I'm working over a sketch to enable uploading from an Android device to an Arduino board, and it works for Duemilanove (FTDI-based) and Arduino Uno (ATmega-based) when testing for PC/Arduino using rxtx (pure Java).

But it does not work when using the USB-Android library as the setDTR/setRTS methods are not yet implemented.

FTDI Android drivers allow the sending of setDTR/setRTS signals, but it fails to send/read data after it.

So the problem is in the Android USB API and I can't figure out what's wrong..

What happens for FTDI-based Arduino boards after DTR/RTS are toggled?

I believe that the device is reset and waits for bootloader commands (STK500) for ~50-250 ms. Am I right?

  • this helps to make available uploading sketches from any android device to arduino via USB
    – 4ntoine
    Mar 19 '13 at 12:46

You are correct. The reason for this is the thing called Bootloader.

In their most barebones state, the microcontrollers (henceforth uCs) that Arduinos are built on can be programmed via In-System Programming (ISP) method, which is a particular implementation of SPI protocol. The only thing we need to know about that is that this isn't serial or USB.

To make AVR chips (and Arduino boards) programmable via Serial/USB we load a program called Bootloader (via ISP) onto the chip. The bootloader reads your program data over the serial link and writes it to flash. If there is no program to be loaded, the bootloader gives the loaded program the control. So the bootloader could only be active after turn on or reset: after that it runs the program you loaded and never becomes active again.

Most bootloaders are set up to look for programming data only after a reset, and the reason is that waiting for the serial data involves a timeout: you have to wait for some time (say 1/3/5/10 seconds) to see if there is program being uploaded and then load the program if it is being sent.
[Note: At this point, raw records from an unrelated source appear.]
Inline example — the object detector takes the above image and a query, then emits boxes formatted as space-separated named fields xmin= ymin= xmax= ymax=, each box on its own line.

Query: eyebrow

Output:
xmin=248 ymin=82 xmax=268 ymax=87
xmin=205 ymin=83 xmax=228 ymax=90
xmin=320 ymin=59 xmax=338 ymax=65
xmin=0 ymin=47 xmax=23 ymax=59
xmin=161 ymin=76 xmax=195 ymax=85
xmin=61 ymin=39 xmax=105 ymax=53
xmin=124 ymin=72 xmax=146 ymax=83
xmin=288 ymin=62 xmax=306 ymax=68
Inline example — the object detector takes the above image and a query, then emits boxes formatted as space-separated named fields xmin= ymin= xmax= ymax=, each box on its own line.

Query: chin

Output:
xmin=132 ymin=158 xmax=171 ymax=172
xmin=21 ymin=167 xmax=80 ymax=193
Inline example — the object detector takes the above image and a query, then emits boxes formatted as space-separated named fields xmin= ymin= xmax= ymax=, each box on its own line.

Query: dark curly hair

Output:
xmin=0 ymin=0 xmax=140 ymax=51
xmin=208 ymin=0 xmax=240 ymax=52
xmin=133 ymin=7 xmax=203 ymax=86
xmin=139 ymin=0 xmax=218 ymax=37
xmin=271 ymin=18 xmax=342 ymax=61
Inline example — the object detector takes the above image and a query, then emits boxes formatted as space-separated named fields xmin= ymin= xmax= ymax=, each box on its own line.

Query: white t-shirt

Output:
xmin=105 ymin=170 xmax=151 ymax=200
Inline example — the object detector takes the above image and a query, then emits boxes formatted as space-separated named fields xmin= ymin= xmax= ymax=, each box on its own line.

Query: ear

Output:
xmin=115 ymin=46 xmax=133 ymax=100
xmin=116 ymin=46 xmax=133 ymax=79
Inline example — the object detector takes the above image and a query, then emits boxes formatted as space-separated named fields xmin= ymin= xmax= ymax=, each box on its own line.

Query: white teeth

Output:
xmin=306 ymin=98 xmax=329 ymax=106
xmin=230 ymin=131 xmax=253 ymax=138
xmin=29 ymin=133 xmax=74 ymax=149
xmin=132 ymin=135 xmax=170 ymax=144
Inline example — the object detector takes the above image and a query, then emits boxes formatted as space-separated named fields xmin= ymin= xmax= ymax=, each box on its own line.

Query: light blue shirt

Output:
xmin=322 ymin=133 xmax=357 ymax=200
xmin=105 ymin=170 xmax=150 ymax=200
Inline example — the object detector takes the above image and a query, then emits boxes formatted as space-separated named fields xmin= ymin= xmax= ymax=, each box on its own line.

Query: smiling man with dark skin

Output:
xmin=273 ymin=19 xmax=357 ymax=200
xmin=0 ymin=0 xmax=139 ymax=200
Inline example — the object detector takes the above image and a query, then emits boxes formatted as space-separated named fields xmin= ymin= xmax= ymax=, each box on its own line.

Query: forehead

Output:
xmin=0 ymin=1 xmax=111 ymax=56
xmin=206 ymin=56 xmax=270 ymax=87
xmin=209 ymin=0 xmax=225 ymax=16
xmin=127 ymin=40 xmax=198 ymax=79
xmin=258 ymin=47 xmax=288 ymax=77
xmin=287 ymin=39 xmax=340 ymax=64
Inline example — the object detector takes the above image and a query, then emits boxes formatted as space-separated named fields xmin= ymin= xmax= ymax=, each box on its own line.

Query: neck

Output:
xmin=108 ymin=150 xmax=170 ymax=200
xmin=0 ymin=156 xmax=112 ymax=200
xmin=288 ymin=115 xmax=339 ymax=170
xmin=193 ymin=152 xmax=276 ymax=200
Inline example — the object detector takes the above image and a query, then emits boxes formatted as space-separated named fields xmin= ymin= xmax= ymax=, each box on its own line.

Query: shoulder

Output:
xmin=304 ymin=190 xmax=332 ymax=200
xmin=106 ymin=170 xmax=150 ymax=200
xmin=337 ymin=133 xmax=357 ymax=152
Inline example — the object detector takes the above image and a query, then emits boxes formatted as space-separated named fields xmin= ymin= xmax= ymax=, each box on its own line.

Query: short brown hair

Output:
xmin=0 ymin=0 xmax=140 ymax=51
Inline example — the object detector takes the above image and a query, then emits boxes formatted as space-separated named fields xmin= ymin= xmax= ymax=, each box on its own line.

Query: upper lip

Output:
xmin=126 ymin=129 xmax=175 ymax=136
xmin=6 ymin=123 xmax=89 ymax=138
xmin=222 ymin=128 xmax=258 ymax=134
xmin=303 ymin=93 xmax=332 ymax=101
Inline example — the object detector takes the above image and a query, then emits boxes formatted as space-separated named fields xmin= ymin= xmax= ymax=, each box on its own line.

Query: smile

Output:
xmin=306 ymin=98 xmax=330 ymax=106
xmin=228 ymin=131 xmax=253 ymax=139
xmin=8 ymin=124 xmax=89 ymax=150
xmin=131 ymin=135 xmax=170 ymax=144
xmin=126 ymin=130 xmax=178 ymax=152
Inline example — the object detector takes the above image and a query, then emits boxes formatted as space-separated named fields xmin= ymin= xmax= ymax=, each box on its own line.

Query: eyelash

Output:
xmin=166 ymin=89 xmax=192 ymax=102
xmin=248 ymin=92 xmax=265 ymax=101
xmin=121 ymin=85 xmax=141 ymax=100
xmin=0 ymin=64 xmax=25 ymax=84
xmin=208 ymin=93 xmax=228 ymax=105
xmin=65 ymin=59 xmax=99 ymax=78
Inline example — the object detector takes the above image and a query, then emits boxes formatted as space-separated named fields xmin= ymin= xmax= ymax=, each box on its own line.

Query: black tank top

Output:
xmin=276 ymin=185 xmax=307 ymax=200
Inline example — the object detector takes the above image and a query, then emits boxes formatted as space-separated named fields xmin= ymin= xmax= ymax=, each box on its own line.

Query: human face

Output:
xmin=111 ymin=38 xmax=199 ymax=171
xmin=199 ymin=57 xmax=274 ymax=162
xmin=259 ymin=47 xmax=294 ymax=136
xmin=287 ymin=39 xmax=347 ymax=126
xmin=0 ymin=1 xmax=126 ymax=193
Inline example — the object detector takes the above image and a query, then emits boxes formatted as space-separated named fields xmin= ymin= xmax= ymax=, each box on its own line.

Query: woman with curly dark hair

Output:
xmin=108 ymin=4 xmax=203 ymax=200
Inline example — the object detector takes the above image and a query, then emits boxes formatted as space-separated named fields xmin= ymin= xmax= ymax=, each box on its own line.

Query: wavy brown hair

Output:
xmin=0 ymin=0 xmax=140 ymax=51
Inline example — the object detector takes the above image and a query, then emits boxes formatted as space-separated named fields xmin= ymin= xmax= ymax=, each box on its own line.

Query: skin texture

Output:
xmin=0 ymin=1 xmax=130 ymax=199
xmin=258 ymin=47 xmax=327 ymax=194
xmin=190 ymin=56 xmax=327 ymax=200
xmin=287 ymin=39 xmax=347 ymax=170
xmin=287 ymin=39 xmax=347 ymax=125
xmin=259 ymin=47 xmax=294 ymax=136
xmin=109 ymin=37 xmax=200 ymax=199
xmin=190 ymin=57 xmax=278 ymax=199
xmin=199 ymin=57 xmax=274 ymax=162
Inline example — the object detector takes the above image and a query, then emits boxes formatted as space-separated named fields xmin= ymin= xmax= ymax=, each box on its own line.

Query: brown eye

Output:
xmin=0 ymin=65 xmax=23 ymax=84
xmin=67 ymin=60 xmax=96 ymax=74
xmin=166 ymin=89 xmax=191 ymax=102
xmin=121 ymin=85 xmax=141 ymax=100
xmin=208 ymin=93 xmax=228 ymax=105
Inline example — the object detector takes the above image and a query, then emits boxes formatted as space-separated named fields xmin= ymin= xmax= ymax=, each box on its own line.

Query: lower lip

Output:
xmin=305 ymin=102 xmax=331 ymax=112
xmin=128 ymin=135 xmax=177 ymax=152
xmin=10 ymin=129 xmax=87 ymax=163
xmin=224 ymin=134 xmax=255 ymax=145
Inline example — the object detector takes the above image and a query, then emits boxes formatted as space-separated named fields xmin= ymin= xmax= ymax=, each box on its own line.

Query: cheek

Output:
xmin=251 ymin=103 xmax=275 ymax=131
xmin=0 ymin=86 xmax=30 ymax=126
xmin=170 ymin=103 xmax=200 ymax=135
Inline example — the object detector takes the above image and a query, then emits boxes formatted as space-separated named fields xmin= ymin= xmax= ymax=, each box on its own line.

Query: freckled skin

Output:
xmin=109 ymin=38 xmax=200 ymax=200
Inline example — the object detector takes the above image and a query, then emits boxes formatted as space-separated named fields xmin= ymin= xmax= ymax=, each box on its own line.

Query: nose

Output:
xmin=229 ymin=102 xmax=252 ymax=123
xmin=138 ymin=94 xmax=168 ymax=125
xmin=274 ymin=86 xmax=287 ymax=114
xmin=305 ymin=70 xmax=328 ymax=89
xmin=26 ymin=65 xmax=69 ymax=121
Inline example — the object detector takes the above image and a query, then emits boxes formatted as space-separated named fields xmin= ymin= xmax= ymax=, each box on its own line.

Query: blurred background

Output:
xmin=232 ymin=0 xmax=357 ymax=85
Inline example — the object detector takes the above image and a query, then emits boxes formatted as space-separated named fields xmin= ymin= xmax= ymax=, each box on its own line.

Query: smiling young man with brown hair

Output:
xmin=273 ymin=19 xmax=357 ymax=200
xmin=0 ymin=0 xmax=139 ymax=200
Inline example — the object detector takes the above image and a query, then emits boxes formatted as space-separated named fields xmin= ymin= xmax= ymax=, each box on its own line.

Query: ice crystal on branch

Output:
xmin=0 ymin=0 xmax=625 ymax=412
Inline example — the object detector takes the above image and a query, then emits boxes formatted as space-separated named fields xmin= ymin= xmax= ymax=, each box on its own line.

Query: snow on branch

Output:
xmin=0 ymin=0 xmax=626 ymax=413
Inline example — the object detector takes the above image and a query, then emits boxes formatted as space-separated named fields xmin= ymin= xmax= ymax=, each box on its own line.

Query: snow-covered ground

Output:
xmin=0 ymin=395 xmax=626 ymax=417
If the bootloader looked for programming data every time an Arduino turned on, your Arduino would only activate with a delay, which was deemed to be undesirable. So the bootloader only activates after a reset.

It could be annoying to force the user to have to push the reset pin every time before they wanted to program their Arduino, and, moreover, to start sending the serial data immediately after reset (or they might miss the timeout window), so the clever folks at Arduino came up with a trick: use the DTS signal to trigger reset and after that send the data. So your Arduino (if it isn't ancient) is set up to reset on receiving DTS signal.

  • thank you for this full description (you might get know all this information as i wrote about stk500 bootloader protocol). so here are concrete questions: 1. what is stk500 commands waiting delay 2. what will be done with bytes sent while bootloader is waiting - will they be sent to arduino Serial class as incoming data?
    – 4ntoine
    Mar 19 '13 at 17:10
  • Sorry, what kind of concrete information are you looking for? Mar 19 '13 at 17:14

The answer is that the board resets. The schematic is made in the way it resets the board (RTD/DTR is wired to the microcontroller reset pin somehow).